Saturday 1 December 2007

Keller's view about journalism

From The Guardian:

News reporting faces web challenge, warns New York Times editor


Stephen Brook
Thursday November 29 2007

Bill Keller, the executive editor of the New York Times, tonight issued a stark warning that the supply of reliable news reporting is dwindling despite the internet-driven worldwide information explosion.

Delivering this year's Hugo Young memorial lecture to an audience at Chatham House in London, Keller said that the gravest danger to the future of newspapers was not political pressure, nor the "acid rain" of criticism from the blogosphere or new technology upending the business model.

"It is a loss of faith, a failure of resolve on the part of the people who make newspapers."

Keller said bloggers, internet search engines and satirical talk shows had blossomed across the world but could never replace reporting.

"That may sound like a strange thing to say in the age of too much information."

He referred to a "media tsunami" of blogs, Google News, RSS feeds, social networking websites like MySpace and online video file-sharing operations such as YouTube.

"The civic labour performed by journalists on the ground cannot be replicated by legions of bloggers sitting hunched over their computer screens," Keller said.

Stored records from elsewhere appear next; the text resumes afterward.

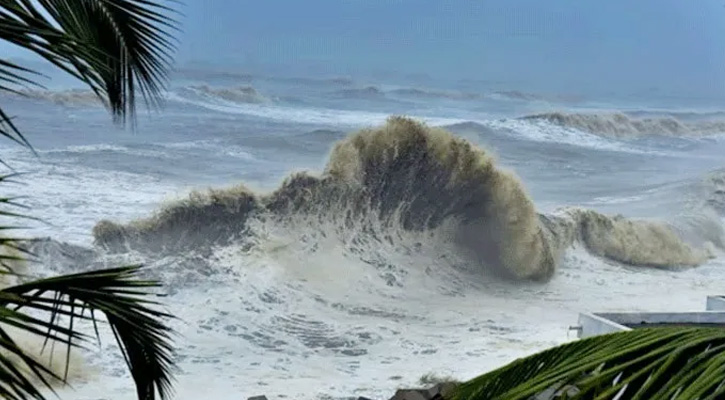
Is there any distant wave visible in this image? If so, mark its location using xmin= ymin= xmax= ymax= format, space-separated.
xmin=390 ymin=88 xmax=481 ymax=100
xmin=335 ymin=86 xmax=385 ymax=99
xmin=493 ymin=90 xmax=543 ymax=100
xmin=521 ymin=112 xmax=725 ymax=139
xmin=335 ymin=86 xmax=481 ymax=100
xmin=189 ymin=85 xmax=271 ymax=104
xmin=87 ymin=117 xmax=718 ymax=286
xmin=8 ymin=89 xmax=103 ymax=107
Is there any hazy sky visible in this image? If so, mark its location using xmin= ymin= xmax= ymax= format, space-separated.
xmin=0 ymin=0 xmax=725 ymax=94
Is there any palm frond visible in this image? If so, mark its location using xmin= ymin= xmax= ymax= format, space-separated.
xmin=0 ymin=266 xmax=174 ymax=400
xmin=0 ymin=0 xmax=179 ymax=153
xmin=451 ymin=327 xmax=725 ymax=400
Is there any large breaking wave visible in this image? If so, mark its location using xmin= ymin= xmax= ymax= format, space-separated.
xmin=87 ymin=117 xmax=724 ymax=281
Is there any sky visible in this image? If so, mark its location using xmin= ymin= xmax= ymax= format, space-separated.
xmin=0 ymin=0 xmax=725 ymax=96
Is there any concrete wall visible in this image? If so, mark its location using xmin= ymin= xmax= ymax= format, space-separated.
xmin=705 ymin=296 xmax=725 ymax=311
xmin=578 ymin=311 xmax=725 ymax=338
xmin=577 ymin=313 xmax=631 ymax=338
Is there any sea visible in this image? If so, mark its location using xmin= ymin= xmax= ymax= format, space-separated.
xmin=0 ymin=68 xmax=725 ymax=400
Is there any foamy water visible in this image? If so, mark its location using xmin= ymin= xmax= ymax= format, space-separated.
xmin=3 ymin=79 xmax=725 ymax=399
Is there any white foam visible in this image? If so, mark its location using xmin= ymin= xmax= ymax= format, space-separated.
xmin=168 ymin=93 xmax=465 ymax=127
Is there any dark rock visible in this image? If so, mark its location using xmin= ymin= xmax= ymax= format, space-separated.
xmin=390 ymin=382 xmax=456 ymax=400
xmin=390 ymin=389 xmax=430 ymax=400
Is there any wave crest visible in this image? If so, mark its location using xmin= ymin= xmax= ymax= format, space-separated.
xmin=189 ymin=85 xmax=270 ymax=104
xmin=93 ymin=117 xmax=712 ymax=280
xmin=521 ymin=112 xmax=725 ymax=139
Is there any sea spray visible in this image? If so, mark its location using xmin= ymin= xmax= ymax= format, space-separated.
xmin=93 ymin=117 xmax=711 ymax=280
xmin=521 ymin=112 xmax=725 ymax=139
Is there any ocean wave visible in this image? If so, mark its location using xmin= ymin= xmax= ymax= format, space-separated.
xmin=335 ymin=86 xmax=481 ymax=101
xmin=520 ymin=112 xmax=725 ymax=139
xmin=390 ymin=88 xmax=481 ymax=100
xmin=335 ymin=86 xmax=385 ymax=100
xmin=93 ymin=117 xmax=718 ymax=281
xmin=188 ymin=85 xmax=271 ymax=104
xmin=7 ymin=89 xmax=103 ymax=107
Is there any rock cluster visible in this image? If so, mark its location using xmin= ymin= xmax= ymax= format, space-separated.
xmin=247 ymin=383 xmax=455 ymax=400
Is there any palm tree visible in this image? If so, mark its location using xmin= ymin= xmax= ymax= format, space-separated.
xmin=0 ymin=0 xmax=177 ymax=400
xmin=447 ymin=327 xmax=725 ymax=400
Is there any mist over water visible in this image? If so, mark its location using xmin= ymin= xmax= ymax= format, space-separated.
xmin=0 ymin=0 xmax=725 ymax=400
xmin=3 ymin=68 xmax=725 ymax=399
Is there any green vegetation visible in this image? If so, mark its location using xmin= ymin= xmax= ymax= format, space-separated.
xmin=451 ymin=327 xmax=725 ymax=400
xmin=0 ymin=0 xmax=177 ymax=400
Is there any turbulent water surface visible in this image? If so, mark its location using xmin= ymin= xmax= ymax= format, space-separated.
xmin=2 ymin=72 xmax=725 ymax=399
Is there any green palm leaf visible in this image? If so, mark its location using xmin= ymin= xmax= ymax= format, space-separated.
xmin=451 ymin=327 xmax=725 ymax=400
xmin=0 ymin=266 xmax=173 ymax=400
xmin=0 ymin=175 xmax=173 ymax=400
xmin=0 ymin=0 xmax=178 ymax=151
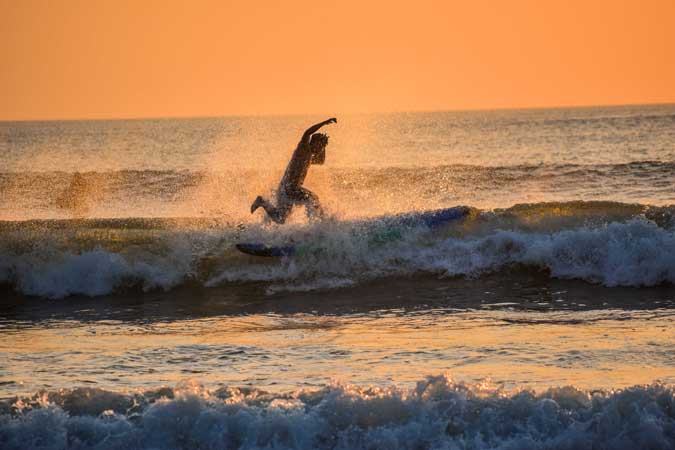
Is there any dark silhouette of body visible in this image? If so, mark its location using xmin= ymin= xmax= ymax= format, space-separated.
xmin=251 ymin=118 xmax=337 ymax=224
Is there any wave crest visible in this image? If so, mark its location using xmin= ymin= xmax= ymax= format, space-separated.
xmin=0 ymin=376 xmax=675 ymax=449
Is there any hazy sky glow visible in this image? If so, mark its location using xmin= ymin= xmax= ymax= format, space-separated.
xmin=0 ymin=0 xmax=675 ymax=120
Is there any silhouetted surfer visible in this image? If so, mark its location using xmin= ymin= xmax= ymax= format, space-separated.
xmin=251 ymin=117 xmax=337 ymax=223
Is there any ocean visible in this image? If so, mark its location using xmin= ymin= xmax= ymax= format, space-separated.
xmin=0 ymin=105 xmax=675 ymax=449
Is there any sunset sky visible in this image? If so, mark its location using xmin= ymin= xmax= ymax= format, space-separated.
xmin=0 ymin=0 xmax=675 ymax=120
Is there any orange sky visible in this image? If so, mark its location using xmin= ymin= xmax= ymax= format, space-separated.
xmin=0 ymin=0 xmax=675 ymax=120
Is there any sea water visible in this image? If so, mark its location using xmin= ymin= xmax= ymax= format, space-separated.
xmin=0 ymin=105 xmax=675 ymax=449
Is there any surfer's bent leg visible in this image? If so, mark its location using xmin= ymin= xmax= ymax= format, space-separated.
xmin=251 ymin=195 xmax=291 ymax=224
xmin=293 ymin=187 xmax=323 ymax=219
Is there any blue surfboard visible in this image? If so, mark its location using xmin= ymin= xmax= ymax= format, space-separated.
xmin=236 ymin=206 xmax=470 ymax=257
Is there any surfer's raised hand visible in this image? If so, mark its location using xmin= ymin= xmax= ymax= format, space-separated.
xmin=302 ymin=117 xmax=337 ymax=140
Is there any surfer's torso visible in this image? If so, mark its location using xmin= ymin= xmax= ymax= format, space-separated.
xmin=280 ymin=140 xmax=312 ymax=191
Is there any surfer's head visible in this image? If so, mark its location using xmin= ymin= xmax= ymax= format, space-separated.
xmin=309 ymin=133 xmax=328 ymax=164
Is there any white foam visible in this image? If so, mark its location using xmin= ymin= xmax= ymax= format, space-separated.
xmin=0 ymin=218 xmax=675 ymax=298
xmin=0 ymin=376 xmax=675 ymax=450
xmin=209 ymin=219 xmax=675 ymax=290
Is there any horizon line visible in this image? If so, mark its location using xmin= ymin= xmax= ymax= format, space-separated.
xmin=0 ymin=101 xmax=675 ymax=123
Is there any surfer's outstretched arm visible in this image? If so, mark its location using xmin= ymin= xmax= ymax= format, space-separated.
xmin=302 ymin=117 xmax=337 ymax=141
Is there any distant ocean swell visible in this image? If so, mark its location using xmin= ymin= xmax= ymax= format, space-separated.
xmin=0 ymin=161 xmax=675 ymax=221
xmin=0 ymin=202 xmax=675 ymax=298
xmin=0 ymin=376 xmax=675 ymax=450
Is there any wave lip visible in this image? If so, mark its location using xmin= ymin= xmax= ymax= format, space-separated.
xmin=0 ymin=202 xmax=675 ymax=298
xmin=0 ymin=376 xmax=675 ymax=450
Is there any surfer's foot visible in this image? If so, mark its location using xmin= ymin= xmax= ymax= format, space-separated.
xmin=251 ymin=196 xmax=263 ymax=214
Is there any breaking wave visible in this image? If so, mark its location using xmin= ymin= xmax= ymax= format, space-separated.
xmin=0 ymin=376 xmax=675 ymax=450
xmin=0 ymin=202 xmax=675 ymax=298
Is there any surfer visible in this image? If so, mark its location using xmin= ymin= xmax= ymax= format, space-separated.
xmin=251 ymin=117 xmax=337 ymax=224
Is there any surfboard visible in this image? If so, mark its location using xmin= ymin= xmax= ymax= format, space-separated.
xmin=236 ymin=206 xmax=470 ymax=257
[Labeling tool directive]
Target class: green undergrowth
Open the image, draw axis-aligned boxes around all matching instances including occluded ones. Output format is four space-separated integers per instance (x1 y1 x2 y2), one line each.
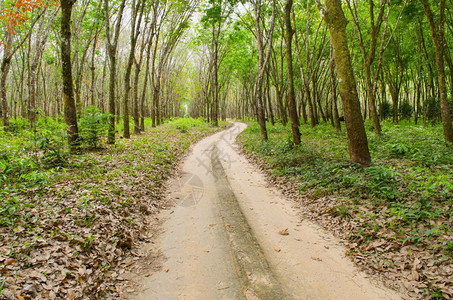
0 116 227 299
239 122 453 297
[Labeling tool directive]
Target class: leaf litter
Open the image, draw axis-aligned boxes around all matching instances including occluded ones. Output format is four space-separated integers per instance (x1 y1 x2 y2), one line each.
240 149 453 299
0 125 226 299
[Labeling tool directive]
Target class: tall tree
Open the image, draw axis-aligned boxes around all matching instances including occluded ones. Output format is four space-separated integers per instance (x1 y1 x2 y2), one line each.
420 0 453 143
316 0 371 166
0 0 46 131
123 0 145 139
285 0 300 145
60 0 80 152
104 0 126 144
252 0 276 140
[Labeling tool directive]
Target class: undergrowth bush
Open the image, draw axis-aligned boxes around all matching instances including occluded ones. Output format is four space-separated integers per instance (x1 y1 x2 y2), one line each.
79 106 109 149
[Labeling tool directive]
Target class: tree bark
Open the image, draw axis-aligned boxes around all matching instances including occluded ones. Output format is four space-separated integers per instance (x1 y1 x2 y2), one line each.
61 0 80 152
317 0 371 166
420 0 453 143
104 0 126 144
285 0 300 146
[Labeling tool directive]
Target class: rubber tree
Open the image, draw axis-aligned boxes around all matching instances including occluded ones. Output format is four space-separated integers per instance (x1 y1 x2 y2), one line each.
420 0 453 143
316 0 371 166
252 0 275 140
104 0 126 144
285 0 300 145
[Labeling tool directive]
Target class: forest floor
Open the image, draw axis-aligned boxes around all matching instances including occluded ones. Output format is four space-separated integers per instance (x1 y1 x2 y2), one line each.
239 121 453 299
0 119 227 299
128 123 400 300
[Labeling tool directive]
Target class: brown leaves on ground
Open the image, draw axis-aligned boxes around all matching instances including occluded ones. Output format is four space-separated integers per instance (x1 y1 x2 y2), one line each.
278 228 289 235
0 126 226 299
243 151 453 299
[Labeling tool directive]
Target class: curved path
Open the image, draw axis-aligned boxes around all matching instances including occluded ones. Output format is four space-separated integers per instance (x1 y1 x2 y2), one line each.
129 123 400 300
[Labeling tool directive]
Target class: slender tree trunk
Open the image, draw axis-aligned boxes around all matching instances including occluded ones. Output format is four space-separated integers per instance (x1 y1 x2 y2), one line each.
285 0 300 146
104 0 126 144
420 0 453 143
329 46 341 131
61 0 80 152
317 0 371 166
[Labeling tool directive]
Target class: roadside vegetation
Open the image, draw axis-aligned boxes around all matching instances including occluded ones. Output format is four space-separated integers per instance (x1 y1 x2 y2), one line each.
239 121 453 299
0 116 225 299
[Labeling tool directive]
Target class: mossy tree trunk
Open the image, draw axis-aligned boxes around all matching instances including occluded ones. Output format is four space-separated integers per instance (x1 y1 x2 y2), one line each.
61 0 80 152
317 0 371 166
420 0 453 143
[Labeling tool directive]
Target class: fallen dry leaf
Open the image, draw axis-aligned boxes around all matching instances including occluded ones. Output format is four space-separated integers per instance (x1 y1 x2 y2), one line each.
278 228 289 235
311 256 322 261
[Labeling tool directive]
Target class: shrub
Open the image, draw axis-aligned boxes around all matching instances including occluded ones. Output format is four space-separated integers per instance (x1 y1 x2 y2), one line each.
79 106 109 149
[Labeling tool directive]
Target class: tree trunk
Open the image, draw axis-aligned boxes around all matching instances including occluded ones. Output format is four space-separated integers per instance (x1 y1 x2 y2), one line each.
329 45 341 131
420 0 453 143
104 0 126 144
61 0 80 152
318 0 371 166
285 0 300 146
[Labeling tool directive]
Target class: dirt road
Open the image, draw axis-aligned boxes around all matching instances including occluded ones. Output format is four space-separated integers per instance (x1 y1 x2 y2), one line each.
129 123 400 300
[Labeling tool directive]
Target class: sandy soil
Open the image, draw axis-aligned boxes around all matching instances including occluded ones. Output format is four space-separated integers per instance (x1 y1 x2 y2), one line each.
128 123 401 300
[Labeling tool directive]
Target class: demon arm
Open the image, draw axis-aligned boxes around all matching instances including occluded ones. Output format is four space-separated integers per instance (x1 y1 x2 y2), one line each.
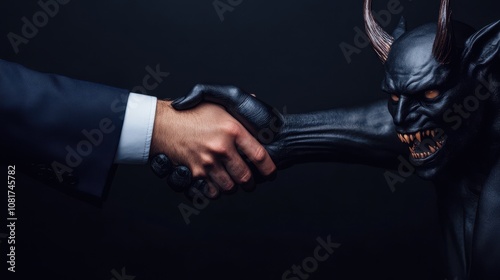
172 85 408 168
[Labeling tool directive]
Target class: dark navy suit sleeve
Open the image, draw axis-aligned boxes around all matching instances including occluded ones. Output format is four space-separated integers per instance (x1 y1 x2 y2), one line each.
0 60 129 201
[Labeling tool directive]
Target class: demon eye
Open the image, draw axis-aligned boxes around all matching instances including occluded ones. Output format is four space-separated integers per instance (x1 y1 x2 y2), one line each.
424 89 440 99
391 93 399 102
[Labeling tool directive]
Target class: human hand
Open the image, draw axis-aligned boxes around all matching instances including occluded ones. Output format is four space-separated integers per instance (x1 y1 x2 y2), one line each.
150 101 276 198
172 85 287 167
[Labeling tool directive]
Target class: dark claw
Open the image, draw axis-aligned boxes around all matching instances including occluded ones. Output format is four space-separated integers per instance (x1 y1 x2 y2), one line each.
150 154 174 179
184 180 207 200
167 166 191 192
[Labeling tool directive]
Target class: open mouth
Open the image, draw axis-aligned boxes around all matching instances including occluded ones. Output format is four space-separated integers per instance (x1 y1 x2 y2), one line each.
398 128 446 160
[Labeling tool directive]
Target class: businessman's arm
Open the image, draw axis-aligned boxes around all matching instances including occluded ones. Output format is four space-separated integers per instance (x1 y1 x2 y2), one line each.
0 60 274 199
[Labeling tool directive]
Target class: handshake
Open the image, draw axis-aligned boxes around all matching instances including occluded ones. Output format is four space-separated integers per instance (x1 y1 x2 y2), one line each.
150 85 286 199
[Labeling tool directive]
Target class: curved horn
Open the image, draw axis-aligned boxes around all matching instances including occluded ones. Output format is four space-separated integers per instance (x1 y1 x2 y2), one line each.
363 0 394 63
432 0 453 64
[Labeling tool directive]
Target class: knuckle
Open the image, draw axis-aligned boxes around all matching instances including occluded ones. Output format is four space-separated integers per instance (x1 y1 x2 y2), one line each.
193 84 205 92
253 146 267 163
223 122 241 137
191 167 207 178
212 142 229 155
239 171 252 184
220 180 235 191
200 155 215 168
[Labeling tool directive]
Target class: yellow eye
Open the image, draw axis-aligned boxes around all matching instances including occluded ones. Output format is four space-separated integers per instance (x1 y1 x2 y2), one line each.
425 90 439 99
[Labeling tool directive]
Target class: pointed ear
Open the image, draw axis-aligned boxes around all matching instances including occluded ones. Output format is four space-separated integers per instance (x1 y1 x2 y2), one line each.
392 17 406 40
462 20 500 78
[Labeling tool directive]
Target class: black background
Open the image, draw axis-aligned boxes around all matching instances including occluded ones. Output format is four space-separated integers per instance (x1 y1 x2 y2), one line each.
0 0 499 280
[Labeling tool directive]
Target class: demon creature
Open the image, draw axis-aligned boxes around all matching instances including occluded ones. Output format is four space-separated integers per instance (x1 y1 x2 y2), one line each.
152 0 500 279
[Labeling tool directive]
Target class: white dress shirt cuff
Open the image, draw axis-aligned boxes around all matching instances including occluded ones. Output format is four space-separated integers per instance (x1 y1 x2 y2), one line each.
115 92 157 164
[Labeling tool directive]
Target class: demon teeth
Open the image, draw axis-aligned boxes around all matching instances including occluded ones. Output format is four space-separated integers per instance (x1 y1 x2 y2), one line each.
397 129 444 159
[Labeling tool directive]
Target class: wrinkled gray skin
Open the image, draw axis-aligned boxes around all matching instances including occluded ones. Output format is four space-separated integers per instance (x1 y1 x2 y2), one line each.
159 22 500 279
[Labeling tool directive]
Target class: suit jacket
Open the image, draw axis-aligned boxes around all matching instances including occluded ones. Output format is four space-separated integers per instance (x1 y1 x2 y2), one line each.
0 60 129 202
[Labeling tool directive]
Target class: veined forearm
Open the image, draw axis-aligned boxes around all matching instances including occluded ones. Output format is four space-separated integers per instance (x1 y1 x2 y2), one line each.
268 102 407 167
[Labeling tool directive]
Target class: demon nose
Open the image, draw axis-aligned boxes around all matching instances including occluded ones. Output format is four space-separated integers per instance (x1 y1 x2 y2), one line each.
394 96 408 126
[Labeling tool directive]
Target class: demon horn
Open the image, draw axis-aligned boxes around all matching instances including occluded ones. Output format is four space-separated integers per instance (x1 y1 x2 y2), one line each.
432 0 453 64
363 0 394 63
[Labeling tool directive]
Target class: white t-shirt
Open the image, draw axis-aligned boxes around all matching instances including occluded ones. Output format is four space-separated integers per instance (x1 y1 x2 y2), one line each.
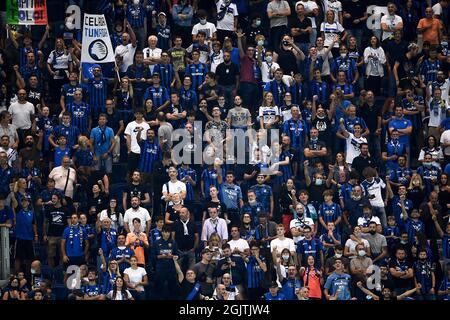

"It cannot be replaced by a search engine. It cannot be supplanted by shouting heads or satirical television shows. What is absent from the vast array of new media outlets is, first and foremost, the great engine of newsgathering - the people who witness events, ferret out information, supply context and explanation."

Even in locations that were the source of major news stories, such as Baghdad, the number of reporters was declining, Keller said. "Here's a statistic that should make your heart sink. When Saddam Hussein fell, there were more than 1,000 western reporters in Iraq. Today, at any given time, there are about 50."

"There are lots and lots of places you can go for opinions about the war, but there are few places, and fewer by the day, where you can go to find honest, on-the-scene reporting about what is happening," he added.

"Google News and Wikipedia don't have bureaux in Baghdad, or anywhere else. With a few exceptions, they do not - in the cold terminology of the 21st century media business - create content."

In 2003 Keller was made executive editor of the New York Times, replacing Howell Raines, who departed after a scandal about journalistic fraud and plagiarism by reporter Jayson Blair.

Keller said that Wikipedia policy actually forbade original material, while Google aggregated information from hundreds of news outlets, many that were simply unreliable.